Saturday 16 April 2016

Twangling instruments: the first sound artist in residence at Senate House Library

"Winston woke up with the word 'Shakespeare' on his lips."  - George Orwell, Nineteen Eighty-Four

Senate House - the brutal/Deco University of London tower for which Georgian terraces were razed - is an Orwell-Shakespeare mash-up in the hands of Hannah Thompson, the sound artist in residence. 

In Nineteen Eighty-Four, Orwell uses Shakespeare to represent the opposite of the valueless life on Airstrip One. 

Senate House is Orwell's model for the Ministry of Truth: his first wife Eileen worked there, in the Censorship Department of the Ministry of Information, during the war. 

Nineteen Eighty-Four predicts that by 2050 the Bard will be a goner except in translation, but he's clinging on and in this anniversary year the building celebrates him vertically. 

Hannah has installed motion sensors in the lifts to activate recordings of the staff reading Shakespeare, although passengers have been accidentally muting the system by fiddling with it. Please leave it alone.





I don't know how many of Hannah's readers chose to record 'When, in disgrace with fortune and men’s eyes', the sonnet which Shakespeare wrote for me personally, but I was one of them.

Ditto 'Not marble, nor the gilded monuments/Of princes' which I dedicate to the building's uncompromising walls and floors of Travertine, a stern but vulnerable substance, sallow, pockmarked, utilitarian, noble, tragic. 


Any staff and contract workers who'd like to record some Shakespeare should contact Hannah in her fourth floor workshop.  




Translations are welcome: Hannah already has a clip from Julius Caesar in Twi, a dialect spoken in Ghana. And on Wednesdays she holds open house, so pop on the earphones and listen to her mesmeric collages of Senate House sounds from eerie to regurgitatory.  

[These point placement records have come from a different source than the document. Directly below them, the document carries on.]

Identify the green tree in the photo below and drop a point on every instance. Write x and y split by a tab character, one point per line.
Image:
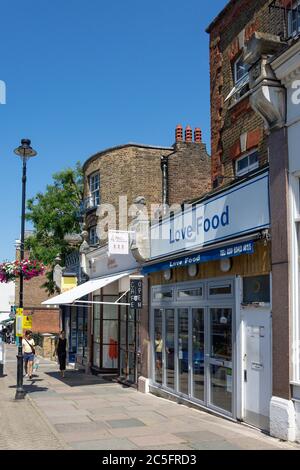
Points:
54	214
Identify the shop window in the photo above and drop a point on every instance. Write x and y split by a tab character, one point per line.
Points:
256	289
247	163
221	289
241	80
294	18
196	293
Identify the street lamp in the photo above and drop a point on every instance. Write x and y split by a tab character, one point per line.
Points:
24	151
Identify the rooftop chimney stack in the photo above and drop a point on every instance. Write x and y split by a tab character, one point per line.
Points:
198	135
188	134
179	133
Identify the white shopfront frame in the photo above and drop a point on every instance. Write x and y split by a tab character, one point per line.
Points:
205	303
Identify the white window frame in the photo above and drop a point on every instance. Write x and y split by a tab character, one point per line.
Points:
249	168
94	190
295	274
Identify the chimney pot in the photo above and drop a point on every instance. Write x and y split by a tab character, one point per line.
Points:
198	135
188	134
179	133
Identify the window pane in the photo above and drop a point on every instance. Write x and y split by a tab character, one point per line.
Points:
242	164
110	356
110	331
221	387
221	333
96	307
224	289
96	331
198	354
241	69
183	350
253	158
96	355
256	289
170	348
110	311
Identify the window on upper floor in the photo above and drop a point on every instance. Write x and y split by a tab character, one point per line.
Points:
94	185
247	163
93	237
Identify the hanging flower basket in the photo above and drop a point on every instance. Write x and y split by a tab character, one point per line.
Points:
10	271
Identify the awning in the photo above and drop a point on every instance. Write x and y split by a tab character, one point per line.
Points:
70	296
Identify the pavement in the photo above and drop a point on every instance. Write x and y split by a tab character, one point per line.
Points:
93	413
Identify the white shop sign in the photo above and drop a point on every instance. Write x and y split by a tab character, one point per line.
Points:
238	211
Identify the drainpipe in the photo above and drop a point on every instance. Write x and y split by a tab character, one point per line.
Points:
165	184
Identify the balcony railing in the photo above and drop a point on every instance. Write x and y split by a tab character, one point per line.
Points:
285	18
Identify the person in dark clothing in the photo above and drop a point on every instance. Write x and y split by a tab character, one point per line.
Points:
61	352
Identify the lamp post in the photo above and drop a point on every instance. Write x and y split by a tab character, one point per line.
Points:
24	151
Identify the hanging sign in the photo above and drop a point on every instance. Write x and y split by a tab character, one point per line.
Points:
118	242
136	293
19	322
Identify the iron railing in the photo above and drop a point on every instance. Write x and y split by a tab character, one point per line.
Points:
284	17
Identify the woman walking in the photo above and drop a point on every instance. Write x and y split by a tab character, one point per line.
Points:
28	353
61	352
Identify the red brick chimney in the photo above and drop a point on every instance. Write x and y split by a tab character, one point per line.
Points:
188	134
198	135
179	133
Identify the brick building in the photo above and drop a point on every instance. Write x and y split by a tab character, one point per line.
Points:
108	339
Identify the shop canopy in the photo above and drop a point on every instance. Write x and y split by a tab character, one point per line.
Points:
73	295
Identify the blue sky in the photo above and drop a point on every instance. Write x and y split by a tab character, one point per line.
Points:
83	75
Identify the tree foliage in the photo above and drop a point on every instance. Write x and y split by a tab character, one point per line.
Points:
54	214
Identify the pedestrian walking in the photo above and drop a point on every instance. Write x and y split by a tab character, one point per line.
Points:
28	346
61	352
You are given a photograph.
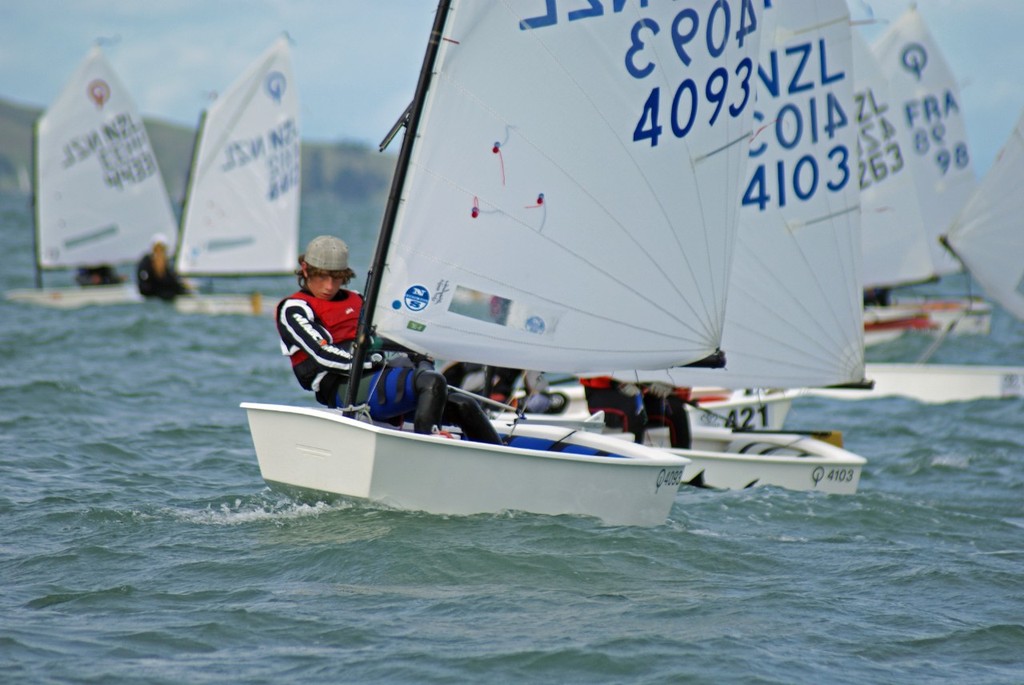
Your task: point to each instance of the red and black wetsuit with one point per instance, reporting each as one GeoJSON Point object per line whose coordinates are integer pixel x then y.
{"type": "Point", "coordinates": [316, 335]}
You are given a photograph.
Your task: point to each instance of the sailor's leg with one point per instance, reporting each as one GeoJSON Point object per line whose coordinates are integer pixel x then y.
{"type": "Point", "coordinates": [431, 393]}
{"type": "Point", "coordinates": [464, 412]}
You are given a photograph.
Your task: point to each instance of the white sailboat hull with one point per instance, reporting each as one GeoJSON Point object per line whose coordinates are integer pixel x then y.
{"type": "Point", "coordinates": [732, 460]}
{"type": "Point", "coordinates": [323, 451]}
{"type": "Point", "coordinates": [716, 407]}
{"type": "Point", "coordinates": [254, 304]}
{"type": "Point", "coordinates": [73, 298]}
{"type": "Point", "coordinates": [967, 316]}
{"type": "Point", "coordinates": [727, 459]}
{"type": "Point", "coordinates": [935, 383]}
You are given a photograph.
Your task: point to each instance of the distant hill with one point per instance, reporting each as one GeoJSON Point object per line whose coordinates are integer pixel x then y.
{"type": "Point", "coordinates": [345, 170]}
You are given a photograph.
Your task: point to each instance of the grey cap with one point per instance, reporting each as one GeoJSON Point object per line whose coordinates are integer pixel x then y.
{"type": "Point", "coordinates": [328, 253]}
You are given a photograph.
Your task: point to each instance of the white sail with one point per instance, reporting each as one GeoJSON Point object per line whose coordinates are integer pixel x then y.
{"type": "Point", "coordinates": [925, 93]}
{"type": "Point", "coordinates": [896, 249]}
{"type": "Point", "coordinates": [570, 202]}
{"type": "Point", "coordinates": [795, 313]}
{"type": "Point", "coordinates": [242, 207]}
{"type": "Point", "coordinates": [99, 194]}
{"type": "Point", "coordinates": [987, 233]}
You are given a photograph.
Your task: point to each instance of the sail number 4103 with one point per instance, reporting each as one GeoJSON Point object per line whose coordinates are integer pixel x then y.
{"type": "Point", "coordinates": [834, 475]}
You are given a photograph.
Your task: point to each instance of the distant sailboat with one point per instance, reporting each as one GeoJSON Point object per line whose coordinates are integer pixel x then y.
{"type": "Point", "coordinates": [795, 311]}
{"type": "Point", "coordinates": [988, 237]}
{"type": "Point", "coordinates": [930, 125]}
{"type": "Point", "coordinates": [99, 196]}
{"type": "Point", "coordinates": [241, 214]}
{"type": "Point", "coordinates": [561, 185]}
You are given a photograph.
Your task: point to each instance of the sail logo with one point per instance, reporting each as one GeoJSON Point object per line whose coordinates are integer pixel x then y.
{"type": "Point", "coordinates": [99, 92]}
{"type": "Point", "coordinates": [275, 84]}
{"type": "Point", "coordinates": [417, 298]}
{"type": "Point", "coordinates": [913, 58]}
{"type": "Point", "coordinates": [535, 325]}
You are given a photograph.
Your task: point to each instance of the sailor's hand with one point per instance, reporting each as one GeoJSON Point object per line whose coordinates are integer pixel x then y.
{"type": "Point", "coordinates": [660, 390]}
{"type": "Point", "coordinates": [629, 389]}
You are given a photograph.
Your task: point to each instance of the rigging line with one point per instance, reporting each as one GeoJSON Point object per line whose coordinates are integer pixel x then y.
{"type": "Point", "coordinates": [741, 138]}
{"type": "Point", "coordinates": [595, 202]}
{"type": "Point", "coordinates": [572, 254]}
{"type": "Point", "coordinates": [709, 318]}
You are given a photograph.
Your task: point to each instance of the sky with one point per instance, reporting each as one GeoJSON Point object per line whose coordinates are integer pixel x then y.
{"type": "Point", "coordinates": [356, 61]}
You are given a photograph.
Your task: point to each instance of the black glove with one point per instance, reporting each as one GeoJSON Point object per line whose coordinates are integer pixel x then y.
{"type": "Point", "coordinates": [375, 361]}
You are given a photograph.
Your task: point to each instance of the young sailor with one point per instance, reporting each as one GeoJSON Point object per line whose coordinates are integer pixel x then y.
{"type": "Point", "coordinates": [317, 326]}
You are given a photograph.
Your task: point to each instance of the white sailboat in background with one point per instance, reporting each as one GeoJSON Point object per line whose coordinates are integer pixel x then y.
{"type": "Point", "coordinates": [895, 247]}
{"type": "Point", "coordinates": [99, 196]}
{"type": "Point", "coordinates": [924, 94]}
{"type": "Point", "coordinates": [607, 170]}
{"type": "Point", "coordinates": [795, 312]}
{"type": "Point", "coordinates": [794, 318]}
{"type": "Point", "coordinates": [241, 213]}
{"type": "Point", "coordinates": [988, 237]}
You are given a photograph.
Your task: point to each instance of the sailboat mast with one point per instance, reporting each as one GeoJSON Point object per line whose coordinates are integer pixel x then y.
{"type": "Point", "coordinates": [35, 204]}
{"type": "Point", "coordinates": [391, 210]}
{"type": "Point", "coordinates": [186, 198]}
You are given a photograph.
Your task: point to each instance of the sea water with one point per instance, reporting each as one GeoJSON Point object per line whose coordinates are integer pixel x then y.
{"type": "Point", "coordinates": [138, 543]}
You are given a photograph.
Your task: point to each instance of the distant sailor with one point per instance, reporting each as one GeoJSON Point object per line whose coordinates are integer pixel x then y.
{"type": "Point", "coordinates": [156, 273]}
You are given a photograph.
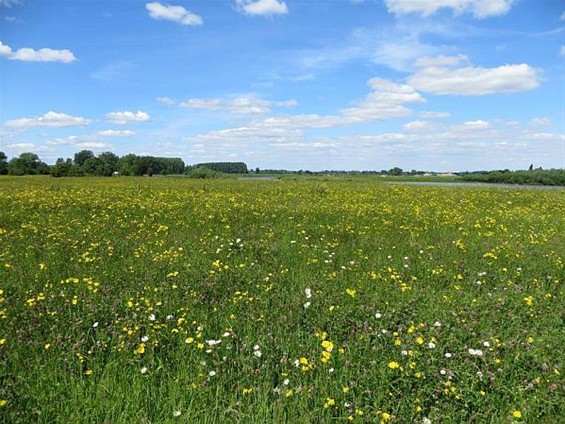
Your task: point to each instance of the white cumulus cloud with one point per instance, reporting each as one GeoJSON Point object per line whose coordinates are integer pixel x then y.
{"type": "Point", "coordinates": [9, 3]}
{"type": "Point", "coordinates": [173, 13]}
{"type": "Point", "coordinates": [122, 118]}
{"type": "Point", "coordinates": [27, 54]}
{"type": "Point", "coordinates": [50, 119]}
{"type": "Point", "coordinates": [475, 81]}
{"type": "Point", "coordinates": [240, 105]}
{"type": "Point", "coordinates": [480, 9]}
{"type": "Point", "coordinates": [165, 100]}
{"type": "Point", "coordinates": [116, 133]}
{"type": "Point", "coordinates": [261, 7]}
{"type": "Point", "coordinates": [434, 115]}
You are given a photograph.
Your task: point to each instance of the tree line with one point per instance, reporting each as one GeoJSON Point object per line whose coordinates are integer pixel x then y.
{"type": "Point", "coordinates": [107, 164]}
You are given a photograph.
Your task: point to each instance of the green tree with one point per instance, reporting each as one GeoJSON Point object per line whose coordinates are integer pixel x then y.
{"type": "Point", "coordinates": [3, 163]}
{"type": "Point", "coordinates": [82, 156]}
{"type": "Point", "coordinates": [109, 163]}
{"type": "Point", "coordinates": [27, 164]}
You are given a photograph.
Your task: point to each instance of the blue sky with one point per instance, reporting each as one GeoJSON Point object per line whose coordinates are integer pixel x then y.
{"type": "Point", "coordinates": [444, 85]}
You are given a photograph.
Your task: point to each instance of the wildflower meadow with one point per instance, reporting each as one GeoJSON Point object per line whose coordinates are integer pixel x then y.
{"type": "Point", "coordinates": [167, 299]}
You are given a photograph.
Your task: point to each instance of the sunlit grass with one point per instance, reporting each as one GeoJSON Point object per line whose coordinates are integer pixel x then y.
{"type": "Point", "coordinates": [151, 300]}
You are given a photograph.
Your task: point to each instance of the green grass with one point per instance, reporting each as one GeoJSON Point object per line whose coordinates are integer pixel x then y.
{"type": "Point", "coordinates": [115, 293]}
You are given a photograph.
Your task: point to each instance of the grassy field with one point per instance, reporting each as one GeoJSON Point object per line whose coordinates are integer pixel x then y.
{"type": "Point", "coordinates": [148, 300]}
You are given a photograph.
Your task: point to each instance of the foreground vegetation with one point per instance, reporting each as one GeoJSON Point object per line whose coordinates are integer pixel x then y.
{"type": "Point", "coordinates": [551, 177]}
{"type": "Point", "coordinates": [170, 299]}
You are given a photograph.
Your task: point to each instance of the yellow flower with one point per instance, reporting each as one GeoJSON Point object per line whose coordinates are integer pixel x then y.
{"type": "Point", "coordinates": [517, 414]}
{"type": "Point", "coordinates": [140, 349]}
{"type": "Point", "coordinates": [351, 292]}
{"type": "Point", "coordinates": [326, 344]}
{"type": "Point", "coordinates": [329, 402]}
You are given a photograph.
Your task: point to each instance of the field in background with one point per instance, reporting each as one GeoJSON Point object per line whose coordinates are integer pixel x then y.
{"type": "Point", "coordinates": [174, 300]}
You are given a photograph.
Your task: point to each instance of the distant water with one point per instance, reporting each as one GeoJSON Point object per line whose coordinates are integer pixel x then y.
{"type": "Point", "coordinates": [476, 184]}
{"type": "Point", "coordinates": [258, 178]}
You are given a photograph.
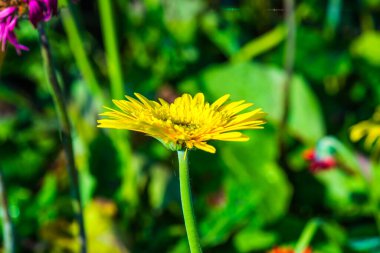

Today Hannah is visited by linguist, model and Dallas aficionado Gavin (@gavinodivino) who quizzes me attentively about the 1980s.











I'd never been inside the building until this year but for me the words 'Child Rowland to the dark tower came' have always circled it like rooks. (Give yourself one point for King Lear, another for Browning.) Now I'm collecting other people's anecdotes. 

Ahead of the pack is a wistful remembrance of being seduced with silent efficiency by a librarian and wafted up to what my friend describes as 'a secluded balcony'.

'What happened in the unseen labyrinth to which the pneumatic tubes led, he did not know in detail...' - Nineteen Eighty-Four
Hannah Thompson's project, funded by the Leverhulme Trust, commemorates a time of upheaval for the building. For details and information about the exhibition Shakespeare: Metamorphosis, please see the Senate House Library and School of Advanced Study websites. 


And if any newcomer takes exception to my personal blogsnark, rest assured that I know about the pain of underfunding in higher education and the misery of looking after an old building.